Like, examples of when its been used?
Off the top of my head, the best example is the Black Panther Party. They sold the book and used the mass line methods outlined in that book to develop their base and politics. The Panthers went from hood to hood, talking to Black people and investigating their conditions. They lead Black people using a platform that corresponded their burning problems. In relation to that, they put forward politics that, at the time, represented the most advanced revolutionary movement in the US.
I also want to put out that your framing the mass line as non-revolutionary or whatever is false. The mass line is a method of communist leadership. Many times, those methods can be used to develop reformist, economist politics, or for revolutionary ones.
why do you put scare quotes around the mass line? whats that supposed to do?
anyways, thanks for engaging the content of this thread.
Die Neue Zeit
18th March 2009, 01:30
I was under the impression that the "mass line" involved specific immediate demands being raised, like in a party program. BTW, I apologize for saying just the US, when I meant "the United States or any other developed country." :(
Rawthentic
18th March 2009, 03:13
Jacob:
It indeed involves the raising of demands. Like I said, the mass line is a methodology developed by Mao, but is many times used for reformist and other capitulationist politics.

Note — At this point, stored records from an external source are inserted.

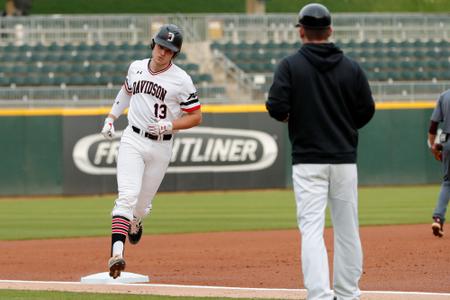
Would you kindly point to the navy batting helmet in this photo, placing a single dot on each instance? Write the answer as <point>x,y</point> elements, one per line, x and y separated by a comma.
<point>314,16</point>
<point>169,36</point>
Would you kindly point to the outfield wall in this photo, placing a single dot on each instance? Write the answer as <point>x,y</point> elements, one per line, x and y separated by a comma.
<point>59,151</point>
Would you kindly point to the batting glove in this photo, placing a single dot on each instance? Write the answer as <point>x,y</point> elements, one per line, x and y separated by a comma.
<point>108,128</point>
<point>161,127</point>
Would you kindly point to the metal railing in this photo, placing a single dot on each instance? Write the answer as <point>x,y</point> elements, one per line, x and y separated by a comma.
<point>223,27</point>
<point>86,96</point>
<point>95,96</point>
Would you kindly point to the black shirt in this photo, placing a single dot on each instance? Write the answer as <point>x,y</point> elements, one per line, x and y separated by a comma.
<point>327,98</point>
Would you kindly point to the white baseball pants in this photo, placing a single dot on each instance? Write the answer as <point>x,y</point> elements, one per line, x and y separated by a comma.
<point>141,166</point>
<point>315,185</point>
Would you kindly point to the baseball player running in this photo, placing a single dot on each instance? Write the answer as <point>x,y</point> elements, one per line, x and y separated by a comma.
<point>161,99</point>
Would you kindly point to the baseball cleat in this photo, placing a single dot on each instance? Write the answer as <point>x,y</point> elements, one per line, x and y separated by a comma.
<point>116,265</point>
<point>437,227</point>
<point>135,231</point>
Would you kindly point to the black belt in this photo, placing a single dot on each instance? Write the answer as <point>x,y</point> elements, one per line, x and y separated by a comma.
<point>166,137</point>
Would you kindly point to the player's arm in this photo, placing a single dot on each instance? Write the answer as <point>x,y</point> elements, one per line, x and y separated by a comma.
<point>278,103</point>
<point>121,102</point>
<point>436,149</point>
<point>188,120</point>
<point>364,108</point>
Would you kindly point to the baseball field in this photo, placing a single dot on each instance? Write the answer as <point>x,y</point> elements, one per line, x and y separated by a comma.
<point>241,239</point>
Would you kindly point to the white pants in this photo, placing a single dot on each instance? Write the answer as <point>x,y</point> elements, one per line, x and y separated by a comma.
<point>141,166</point>
<point>315,185</point>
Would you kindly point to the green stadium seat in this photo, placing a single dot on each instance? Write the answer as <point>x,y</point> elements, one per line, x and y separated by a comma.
<point>39,48</point>
<point>63,68</point>
<point>58,80</point>
<point>33,80</point>
<point>54,47</point>
<point>18,80</point>
<point>46,81</point>
<point>77,69</point>
<point>76,80</point>
<point>68,48</point>
<point>107,68</point>
<point>83,47</point>
<point>4,81</point>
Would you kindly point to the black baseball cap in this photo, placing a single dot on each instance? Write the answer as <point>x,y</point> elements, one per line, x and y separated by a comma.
<point>315,16</point>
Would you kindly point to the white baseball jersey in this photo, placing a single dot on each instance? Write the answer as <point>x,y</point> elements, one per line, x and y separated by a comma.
<point>162,95</point>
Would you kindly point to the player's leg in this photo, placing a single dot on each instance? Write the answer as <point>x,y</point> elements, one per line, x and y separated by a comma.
<point>156,163</point>
<point>311,192</point>
<point>130,166</point>
<point>444,195</point>
<point>348,256</point>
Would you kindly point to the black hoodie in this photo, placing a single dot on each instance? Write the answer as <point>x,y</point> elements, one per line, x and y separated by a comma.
<point>327,98</point>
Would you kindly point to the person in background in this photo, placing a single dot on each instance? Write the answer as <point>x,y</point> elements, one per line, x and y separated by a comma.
<point>324,97</point>
<point>441,151</point>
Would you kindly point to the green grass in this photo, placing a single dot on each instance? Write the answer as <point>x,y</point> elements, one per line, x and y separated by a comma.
<point>38,218</point>
<point>39,295</point>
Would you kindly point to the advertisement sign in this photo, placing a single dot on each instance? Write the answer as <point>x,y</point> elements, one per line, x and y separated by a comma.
<point>214,155</point>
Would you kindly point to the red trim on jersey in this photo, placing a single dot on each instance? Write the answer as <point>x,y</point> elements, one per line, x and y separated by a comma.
<point>127,89</point>
<point>159,72</point>
<point>191,109</point>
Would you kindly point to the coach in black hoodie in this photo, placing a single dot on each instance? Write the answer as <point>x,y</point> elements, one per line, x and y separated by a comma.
<point>325,98</point>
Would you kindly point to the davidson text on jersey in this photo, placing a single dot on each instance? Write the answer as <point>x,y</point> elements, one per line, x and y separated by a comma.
<point>149,87</point>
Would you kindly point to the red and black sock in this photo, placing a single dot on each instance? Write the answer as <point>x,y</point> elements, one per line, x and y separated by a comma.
<point>119,230</point>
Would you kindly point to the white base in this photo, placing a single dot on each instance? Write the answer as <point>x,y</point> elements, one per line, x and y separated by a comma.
<point>125,277</point>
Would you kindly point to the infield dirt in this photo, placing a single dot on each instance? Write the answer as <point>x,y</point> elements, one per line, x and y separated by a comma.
<point>397,258</point>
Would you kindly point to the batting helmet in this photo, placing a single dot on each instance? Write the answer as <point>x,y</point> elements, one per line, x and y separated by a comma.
<point>314,16</point>
<point>169,36</point>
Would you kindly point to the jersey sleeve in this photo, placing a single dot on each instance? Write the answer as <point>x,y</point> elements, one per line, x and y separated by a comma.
<point>127,84</point>
<point>121,103</point>
<point>188,97</point>
<point>437,115</point>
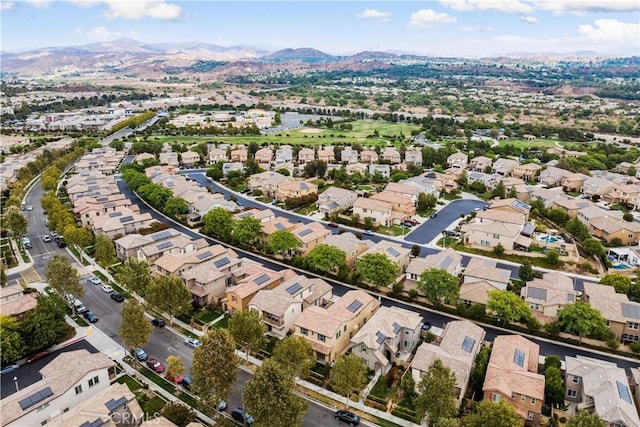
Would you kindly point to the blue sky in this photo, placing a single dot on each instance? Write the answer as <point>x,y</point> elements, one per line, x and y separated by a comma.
<point>469,28</point>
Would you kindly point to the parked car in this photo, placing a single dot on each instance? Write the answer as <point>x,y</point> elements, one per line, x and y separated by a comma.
<point>192,342</point>
<point>159,323</point>
<point>117,297</point>
<point>90,316</point>
<point>241,416</point>
<point>347,417</point>
<point>139,354</point>
<point>155,365</point>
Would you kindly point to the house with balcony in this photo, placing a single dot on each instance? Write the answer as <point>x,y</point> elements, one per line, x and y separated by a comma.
<point>330,326</point>
<point>387,339</point>
<point>461,341</point>
<point>512,376</point>
<point>600,387</point>
<point>334,199</point>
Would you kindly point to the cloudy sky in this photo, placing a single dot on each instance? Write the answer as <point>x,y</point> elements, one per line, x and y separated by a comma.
<point>469,28</point>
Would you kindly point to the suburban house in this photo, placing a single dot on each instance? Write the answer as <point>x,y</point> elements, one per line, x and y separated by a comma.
<point>601,387</point>
<point>512,376</point>
<point>292,188</point>
<point>379,212</point>
<point>389,337</point>
<point>448,260</point>
<point>14,302</point>
<point>330,327</point>
<point>334,199</point>
<point>622,315</point>
<point>480,163</point>
<point>504,167</point>
<point>550,293</point>
<point>68,380</point>
<point>461,341</point>
<point>349,244</point>
<point>458,160</point>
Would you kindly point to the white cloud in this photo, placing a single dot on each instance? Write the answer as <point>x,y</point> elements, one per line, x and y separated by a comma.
<point>427,18</point>
<point>7,5</point>
<point>561,6</point>
<point>374,14</point>
<point>508,6</point>
<point>101,34</point>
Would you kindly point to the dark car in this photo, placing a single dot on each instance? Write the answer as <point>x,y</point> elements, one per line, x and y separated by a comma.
<point>117,297</point>
<point>241,416</point>
<point>347,417</point>
<point>159,323</point>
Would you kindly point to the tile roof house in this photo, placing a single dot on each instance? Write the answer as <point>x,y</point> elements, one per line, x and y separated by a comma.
<point>461,341</point>
<point>334,199</point>
<point>601,387</point>
<point>550,293</point>
<point>389,337</point>
<point>68,380</point>
<point>448,260</point>
<point>329,327</point>
<point>512,376</point>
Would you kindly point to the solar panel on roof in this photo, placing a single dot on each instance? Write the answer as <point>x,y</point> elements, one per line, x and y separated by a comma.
<point>260,280</point>
<point>468,343</point>
<point>623,391</point>
<point>294,288</point>
<point>355,306</point>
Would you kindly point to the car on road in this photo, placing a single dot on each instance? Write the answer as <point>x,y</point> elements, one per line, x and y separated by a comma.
<point>192,342</point>
<point>90,316</point>
<point>241,416</point>
<point>9,368</point>
<point>139,353</point>
<point>155,365</point>
<point>117,297</point>
<point>347,417</point>
<point>158,323</point>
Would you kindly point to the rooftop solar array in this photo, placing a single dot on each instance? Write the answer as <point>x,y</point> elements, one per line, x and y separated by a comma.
<point>35,398</point>
<point>355,306</point>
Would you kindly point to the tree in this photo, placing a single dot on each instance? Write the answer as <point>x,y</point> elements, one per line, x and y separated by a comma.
<point>247,330</point>
<point>585,418</point>
<point>215,367</point>
<point>377,269</point>
<point>134,327</point>
<point>437,398</point>
<point>620,282</point>
<point>525,272</point>
<point>15,222</point>
<point>487,413</point>
<point>247,230</point>
<point>169,294</point>
<point>62,277</point>
<point>508,306</point>
<point>438,284</point>
<point>325,258</point>
<point>283,241</point>
<point>579,318</point>
<point>134,275</point>
<point>178,413</point>
<point>269,396</point>
<point>105,252</point>
<point>295,354</point>
<point>219,222</point>
<point>175,368</point>
<point>10,340</point>
<point>349,373</point>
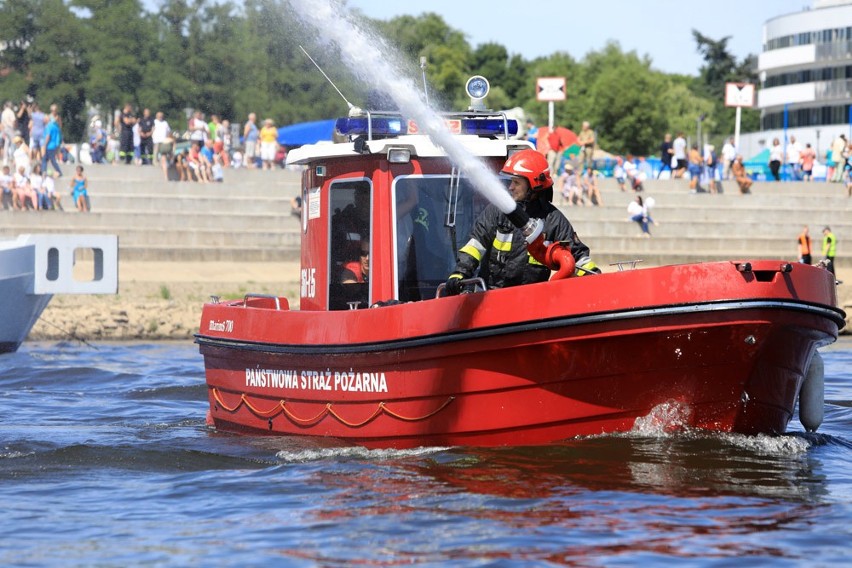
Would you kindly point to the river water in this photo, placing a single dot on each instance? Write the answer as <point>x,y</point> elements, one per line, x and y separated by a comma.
<point>105,460</point>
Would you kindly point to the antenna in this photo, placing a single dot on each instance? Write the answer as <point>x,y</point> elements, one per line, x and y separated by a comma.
<point>423,69</point>
<point>350,105</point>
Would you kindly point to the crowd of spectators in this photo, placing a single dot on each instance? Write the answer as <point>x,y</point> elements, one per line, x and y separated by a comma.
<point>31,149</point>
<point>200,153</point>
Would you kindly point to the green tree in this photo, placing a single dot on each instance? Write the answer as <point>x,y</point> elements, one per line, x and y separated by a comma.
<point>119,42</point>
<point>44,57</point>
<point>721,67</point>
<point>447,52</point>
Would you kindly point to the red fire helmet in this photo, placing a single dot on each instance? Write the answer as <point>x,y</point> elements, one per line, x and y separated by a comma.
<point>529,164</point>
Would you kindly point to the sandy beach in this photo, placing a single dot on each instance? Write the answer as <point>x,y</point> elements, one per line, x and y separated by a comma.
<point>163,300</point>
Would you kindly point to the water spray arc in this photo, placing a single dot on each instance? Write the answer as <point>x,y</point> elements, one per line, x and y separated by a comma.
<point>375,65</point>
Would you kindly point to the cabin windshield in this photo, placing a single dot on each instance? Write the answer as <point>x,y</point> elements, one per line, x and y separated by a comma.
<point>349,245</point>
<point>434,216</point>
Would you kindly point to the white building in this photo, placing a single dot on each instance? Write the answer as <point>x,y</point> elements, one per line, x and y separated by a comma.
<point>805,68</point>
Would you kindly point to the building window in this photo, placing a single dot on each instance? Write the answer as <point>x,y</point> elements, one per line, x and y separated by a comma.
<point>818,116</point>
<point>827,36</point>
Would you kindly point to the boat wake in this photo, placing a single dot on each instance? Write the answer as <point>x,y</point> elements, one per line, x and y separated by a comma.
<point>664,419</point>
<point>353,452</point>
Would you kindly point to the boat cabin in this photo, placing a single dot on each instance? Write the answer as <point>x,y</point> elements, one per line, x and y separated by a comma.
<point>385,213</point>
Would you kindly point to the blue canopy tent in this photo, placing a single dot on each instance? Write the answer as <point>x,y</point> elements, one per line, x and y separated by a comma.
<point>306,133</point>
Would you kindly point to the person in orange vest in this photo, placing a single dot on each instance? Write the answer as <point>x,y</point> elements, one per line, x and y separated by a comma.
<point>805,246</point>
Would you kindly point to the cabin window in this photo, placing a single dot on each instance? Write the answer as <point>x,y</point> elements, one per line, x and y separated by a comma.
<point>349,245</point>
<point>434,216</point>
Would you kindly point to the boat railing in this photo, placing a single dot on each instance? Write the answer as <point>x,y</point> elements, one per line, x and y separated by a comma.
<point>272,297</point>
<point>630,264</point>
<point>369,125</point>
<point>477,282</point>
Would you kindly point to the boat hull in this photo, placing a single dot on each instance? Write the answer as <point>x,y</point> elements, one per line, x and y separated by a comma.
<point>467,374</point>
<point>20,308</point>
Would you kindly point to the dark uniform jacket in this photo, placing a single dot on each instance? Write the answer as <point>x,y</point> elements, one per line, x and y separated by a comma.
<point>501,248</point>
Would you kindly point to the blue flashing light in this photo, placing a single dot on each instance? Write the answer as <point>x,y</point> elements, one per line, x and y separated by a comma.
<point>489,126</point>
<point>382,126</point>
<point>397,126</point>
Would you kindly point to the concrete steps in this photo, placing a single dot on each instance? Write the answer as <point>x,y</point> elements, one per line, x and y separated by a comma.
<point>247,218</point>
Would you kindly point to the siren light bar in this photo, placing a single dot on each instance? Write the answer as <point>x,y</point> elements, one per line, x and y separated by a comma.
<point>396,126</point>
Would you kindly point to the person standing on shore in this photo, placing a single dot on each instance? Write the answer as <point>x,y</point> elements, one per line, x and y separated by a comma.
<point>679,148</point>
<point>794,159</point>
<point>586,140</point>
<point>829,247</point>
<point>146,139</point>
<point>79,190</point>
<point>124,124</point>
<point>808,157</point>
<point>52,145</point>
<point>838,156</point>
<point>776,154</point>
<point>666,157</point>
<point>251,134</point>
<point>804,241</point>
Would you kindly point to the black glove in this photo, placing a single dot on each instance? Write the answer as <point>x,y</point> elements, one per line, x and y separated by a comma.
<point>454,284</point>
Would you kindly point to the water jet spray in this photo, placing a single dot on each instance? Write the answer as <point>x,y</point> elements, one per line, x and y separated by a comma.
<point>373,65</point>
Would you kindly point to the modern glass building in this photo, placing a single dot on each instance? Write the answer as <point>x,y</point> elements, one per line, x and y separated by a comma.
<point>805,71</point>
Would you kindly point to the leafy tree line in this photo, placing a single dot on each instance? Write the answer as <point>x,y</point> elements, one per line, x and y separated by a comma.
<point>232,58</point>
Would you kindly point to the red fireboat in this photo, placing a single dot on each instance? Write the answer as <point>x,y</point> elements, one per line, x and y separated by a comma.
<point>377,356</point>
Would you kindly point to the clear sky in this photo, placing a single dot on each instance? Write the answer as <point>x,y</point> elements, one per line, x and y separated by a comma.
<point>661,29</point>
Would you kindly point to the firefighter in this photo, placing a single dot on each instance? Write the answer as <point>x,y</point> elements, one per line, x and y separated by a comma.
<point>501,247</point>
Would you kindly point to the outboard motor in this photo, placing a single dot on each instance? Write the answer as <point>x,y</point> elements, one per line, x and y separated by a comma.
<point>812,395</point>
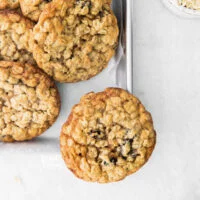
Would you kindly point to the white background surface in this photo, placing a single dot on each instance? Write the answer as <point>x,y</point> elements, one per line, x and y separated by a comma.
<point>166,79</point>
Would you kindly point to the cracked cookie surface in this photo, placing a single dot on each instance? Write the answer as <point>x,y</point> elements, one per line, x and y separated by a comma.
<point>33,8</point>
<point>29,101</point>
<point>9,4</point>
<point>15,37</point>
<point>75,39</point>
<point>107,136</point>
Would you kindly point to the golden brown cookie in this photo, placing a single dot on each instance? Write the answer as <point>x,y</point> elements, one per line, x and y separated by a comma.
<point>10,4</point>
<point>108,136</point>
<point>29,102</point>
<point>33,8</point>
<point>15,37</point>
<point>74,40</point>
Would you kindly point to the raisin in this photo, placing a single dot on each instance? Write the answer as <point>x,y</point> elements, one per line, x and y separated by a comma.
<point>113,160</point>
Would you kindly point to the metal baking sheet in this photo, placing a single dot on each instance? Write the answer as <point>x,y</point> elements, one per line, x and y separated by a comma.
<point>181,11</point>
<point>28,160</point>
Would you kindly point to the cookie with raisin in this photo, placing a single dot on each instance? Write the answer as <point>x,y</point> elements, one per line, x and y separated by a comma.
<point>108,136</point>
<point>15,38</point>
<point>74,40</point>
<point>29,101</point>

The demands developed by using the mass line correspond to that back and forth interplay between the people and communists, including the synthesizing of theory and practice by communists. The demands should be a reflection of the use of the mass line;they should correspond to the highest interests, aspirations, and hopes people have.
So, yes, demands are made. Remember, the mass line embraces communist work and should be the methodology used. If not, then we aren't communists.
Die Neue Zeit
21st March 2009, 10:22
Any modern examples, though?
Rawthentic
21st March 2009, 11:54
In the US today, I don't Jacob. And of course, that is a real problem.